The study involved 16 obese and 16 non-obese women. Researchers assigned each participant a half-hour computer task while also giving them the option of eating a 125-calorie portion of mac and cheese. These women could work for as many “rewards” as they craved. So, for instance, four half-hour computer tasks would allow them 500 calories’ worth of mac and cheese.
Half the women were assigned to a “week group,” which involved one computer session each week for five weeks. The other half participated in daily computer sessions over five days.
Researchers found the daily group — those women rewarded mac and cheese every day for five consecutive days—got burned out with the comfort food fairly quickly and ate 100 fewer calories each day.
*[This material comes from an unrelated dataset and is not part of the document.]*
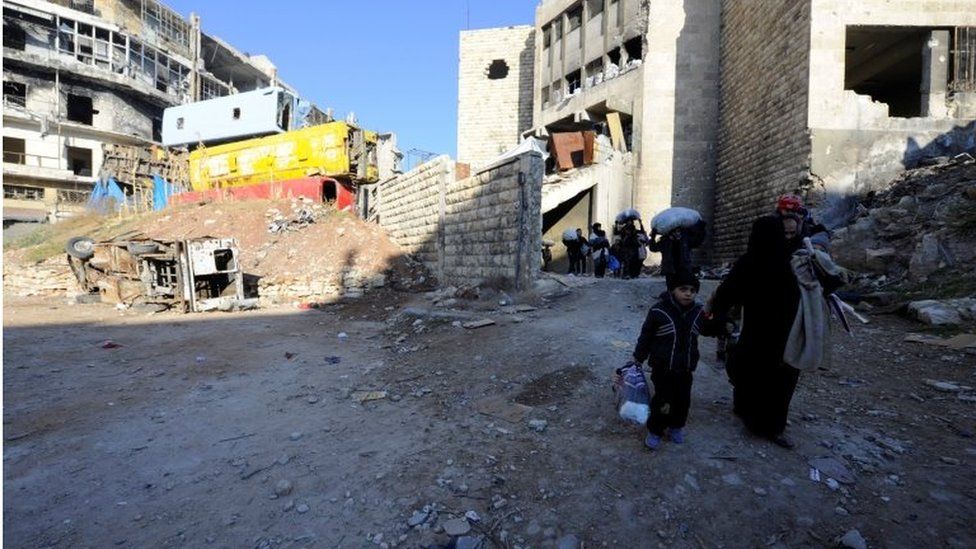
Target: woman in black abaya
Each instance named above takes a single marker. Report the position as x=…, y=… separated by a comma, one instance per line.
x=762, y=282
The weekly group who only got the mac and cheese once a week, on the other hand, devoured 30 more calories each day during the study.
The take-home message here is what scientists call habituation: If you repeatedly eat the same flavor of Ben & Jerry’s or whatever your not-so healthy indulgence might be, you’ll become so bored revisiting that food again and again that you eat less.
Maybe your go-to comfort food is pizza. I don’t care how much you love it. If your Friday dinner involves the same pepperoni deep-dish pie you ate every other night this week, odds are you’re not going to enjoy it nearly as intensely as you did Monday night, so you’re less likely to reach for that third slice.
If you want to burn fat, you’re not eating pizza every night. So let’s apply habituation to healthy eating.
Let’s say your boyfriend’s dying to check out that new sushi buffet down the street. You acquiesce, but resolve you’ll only make healthy choices. Even so, odds are you’ll eat more food simply because of that buffet’s sheer variety than had you ordered from a menu at your favorite sushi bar.
You might, for instance, want to try every variety of the sashimi, rather than sticking to the mackerel and yellow tail you order at an a la carte sushi bar. You end up eating eight pieces rather than your normal three, simply because you had to try the squid and eel, which you’ve never had the courage to order.
And remember, healthy food becomes unhealthy when you overdo it.
I want you to eat tons of non-starchy veggies. It’s impossible, after all, to get fat eating spinach and Brussels sprouts. But when it comes to everything else, lack of variety might be your best ally for fat loss.